Secretário de Estado do Desporto lembra Eusébio enquanto a multidão aplaude o “Pantera Negra” na paragem final do cortejo fúnebre, na Praça do Município, em Lisboa.

Largas centenas de pessoas juntaram-se esta segunda-feira na Praça do Município, em Lisboa, para prestarem uma última homenagem a Eusébio, que morreu no domingo.

Entre a multidão, que aplaudia, gritava e tirava fotografias, esteve o secretário de Estado do Desporto, Emídio Guerreiro. “Acho que é sobretudo um momento de grande união de um país em torno de uma figura enorme, que durante décadas foi um dos maiores embaixadores de Portugal, e que irá continuar a ser nos próximos anos com toda a certeza”.

“Penso que os dias de ontem e hoje revelam bem o carinho enorme que todos os portugueses têm pelo Eusébio. Isso é que é o mais importante, temos de valorizar esta enorme união em torno desta figura consensual, este enorme símbolo da portugalidade”, disse à Renascença o secretário de Estado.

O cortejo fúnebre, que partiu do Estádio da Luz, chegou à Praça do Município pelas 15h00, onde era aguardado por centenas de pessoas de todas as idades, muitas com cachecóis do Benfica ao pescoço e peças de roupa vermelhas vestidas.

O cortejo foi recebido na Praça do Município com aplausos e vivas. O presidente da Câmara de Lisboa, António Costa, e vários vereadores e autarcas estiveram também presentes para a derradeira salva de palmas ao “Rei”.

O trajecto entre o Estádio da Luz e a Praça do Município foi acompanhado por milhares de pessoas, que formaram um cordão humano praticamente ininterrupto, sobretudo quando o carro fúnebre saiu da Segunda Circular e entrou no Campo Grande.

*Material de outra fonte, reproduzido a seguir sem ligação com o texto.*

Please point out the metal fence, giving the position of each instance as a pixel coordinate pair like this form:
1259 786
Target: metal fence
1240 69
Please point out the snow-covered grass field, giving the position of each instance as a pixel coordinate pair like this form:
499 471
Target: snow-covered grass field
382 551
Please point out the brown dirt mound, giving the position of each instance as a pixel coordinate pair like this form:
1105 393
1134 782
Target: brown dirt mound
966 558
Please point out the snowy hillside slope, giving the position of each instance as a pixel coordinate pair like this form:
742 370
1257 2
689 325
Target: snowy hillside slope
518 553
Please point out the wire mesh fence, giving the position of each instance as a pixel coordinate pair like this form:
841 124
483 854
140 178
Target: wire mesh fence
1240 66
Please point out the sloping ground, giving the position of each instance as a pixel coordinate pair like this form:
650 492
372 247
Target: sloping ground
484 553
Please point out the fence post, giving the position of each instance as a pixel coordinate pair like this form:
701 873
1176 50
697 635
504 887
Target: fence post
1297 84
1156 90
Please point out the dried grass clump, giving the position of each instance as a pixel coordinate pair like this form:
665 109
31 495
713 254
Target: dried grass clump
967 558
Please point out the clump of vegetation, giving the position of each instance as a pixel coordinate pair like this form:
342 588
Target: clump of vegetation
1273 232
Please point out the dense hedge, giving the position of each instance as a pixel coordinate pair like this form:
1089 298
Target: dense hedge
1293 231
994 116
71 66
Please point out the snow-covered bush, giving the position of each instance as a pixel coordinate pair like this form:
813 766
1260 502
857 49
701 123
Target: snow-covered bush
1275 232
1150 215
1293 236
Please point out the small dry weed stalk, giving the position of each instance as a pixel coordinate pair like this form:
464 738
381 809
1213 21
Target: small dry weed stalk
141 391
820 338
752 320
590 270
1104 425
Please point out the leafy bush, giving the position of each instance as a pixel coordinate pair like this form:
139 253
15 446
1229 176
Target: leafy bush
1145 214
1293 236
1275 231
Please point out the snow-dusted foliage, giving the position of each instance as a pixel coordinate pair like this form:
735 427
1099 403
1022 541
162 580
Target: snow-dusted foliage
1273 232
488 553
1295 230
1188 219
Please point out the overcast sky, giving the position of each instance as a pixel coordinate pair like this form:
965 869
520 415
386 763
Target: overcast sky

A missa em homenagem ao “Pantera Negra” vai realizar-se às 16h00, na Igreja do Seminário no Largo da Luz, após o que o corpo segue para o cemitério do Lumiar, onde o funeral se realiza às 17h00.

Domingo, segunda e terça-feira são os três dias de luto nacional decretados pelo Governo português pela morte de Eusébio. Considerado um dos melhores futebolistas de sempre, o “Pantera Negra” morreu este domingo, aos 71 anos, vítima de insuficiência cardíaca.